COMMUNITY shutdowns and uncertainty are hitting early childhood educators harder than they had thought, one Ballarat centre says. So, Sturt Street Early Learning's team decided to sing a Fight Song in a show of solidarity for their families and loved ones.
Educators, with toddlers dancing along, joined a national simultaneous singalong on Friday in what Sturt Street Early Learning director Annabel Geddes said was an uplifting but highly emotional moment.
WATCH THE SING-A-LONG BELOW
"We want the community to know we will stand strong and protect our children, no matter what we are faced with. We want to how our families as much support as we can," Ms Geddes said.
"Our numbers have dropped significantly with families choosing at this time to keep their children at home and we've had quite a few parents losing their jobs.
"It's been harder on educators than we thought.

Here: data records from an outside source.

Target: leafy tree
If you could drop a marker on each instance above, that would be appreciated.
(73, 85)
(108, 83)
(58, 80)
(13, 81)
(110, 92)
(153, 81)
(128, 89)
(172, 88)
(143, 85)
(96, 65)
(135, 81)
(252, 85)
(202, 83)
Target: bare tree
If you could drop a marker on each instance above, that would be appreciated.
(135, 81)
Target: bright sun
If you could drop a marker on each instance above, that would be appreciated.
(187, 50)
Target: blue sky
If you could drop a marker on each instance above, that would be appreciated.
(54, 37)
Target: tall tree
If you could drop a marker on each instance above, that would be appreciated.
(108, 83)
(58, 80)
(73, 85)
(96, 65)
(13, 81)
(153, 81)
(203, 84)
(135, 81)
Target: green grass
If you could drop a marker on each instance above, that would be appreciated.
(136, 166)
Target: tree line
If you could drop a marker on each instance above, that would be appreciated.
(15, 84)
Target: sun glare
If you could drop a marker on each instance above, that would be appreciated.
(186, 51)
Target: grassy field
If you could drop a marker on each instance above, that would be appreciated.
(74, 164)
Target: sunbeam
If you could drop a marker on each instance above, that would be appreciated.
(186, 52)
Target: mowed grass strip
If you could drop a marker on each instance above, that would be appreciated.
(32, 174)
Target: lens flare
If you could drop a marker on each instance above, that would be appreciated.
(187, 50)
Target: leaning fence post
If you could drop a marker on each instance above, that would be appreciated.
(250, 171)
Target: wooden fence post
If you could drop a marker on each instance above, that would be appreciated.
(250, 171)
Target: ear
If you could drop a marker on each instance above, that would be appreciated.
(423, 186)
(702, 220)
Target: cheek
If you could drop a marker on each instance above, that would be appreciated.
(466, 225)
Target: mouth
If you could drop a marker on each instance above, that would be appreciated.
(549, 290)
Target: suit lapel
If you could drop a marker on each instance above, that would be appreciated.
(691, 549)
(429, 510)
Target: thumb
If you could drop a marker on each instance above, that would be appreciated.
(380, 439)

We don't get to see all our children everyday anymore."
Child care centres remain open despite school closures across Victoria this week leading into what is now the term break.
While Ms Geddes said most of the children at her centre, aged six months to six years, did not really understand what was happening, many were unsettled.
"They do pick up the vibe a lot. The centre's a bit different - a lot of their friends are no longer there - and home's a bit different. In that respect they do know something is happening," Ms Geddes said.
"...We've focused a lot on hygiene and handwashing and some parents have remarked how much more soap they are now going through at home."
UniSA early childhood education experts said having a "sense of agency" was important to children as well as adults.
Dr Lesley-anne Ey said children needed a sense of calm from adults in their lives during the coronavirus pandemic.
"Young children in particular are unlikely to be able to understand what's going on and how it will affect them, their family and their friends," Dr Ey said.
"They may be concerned that their loved ones are going to die; that Australia will run out of food; or that they'll not see their friends again.
"The need for protective practices is very real. But when explaining to kids the importance of more frequent handwashing, avoiding handshakes or high-fives, and not touching their face after touching things in public, (adults) should be clear that these steps are preventative not doomed steps."
UniSA suggests for younger children songs, games and jokes can work well to remind them of what they can do to stay safe. Families can talk together about what they might do to support each other, like reminding the family about handwashing.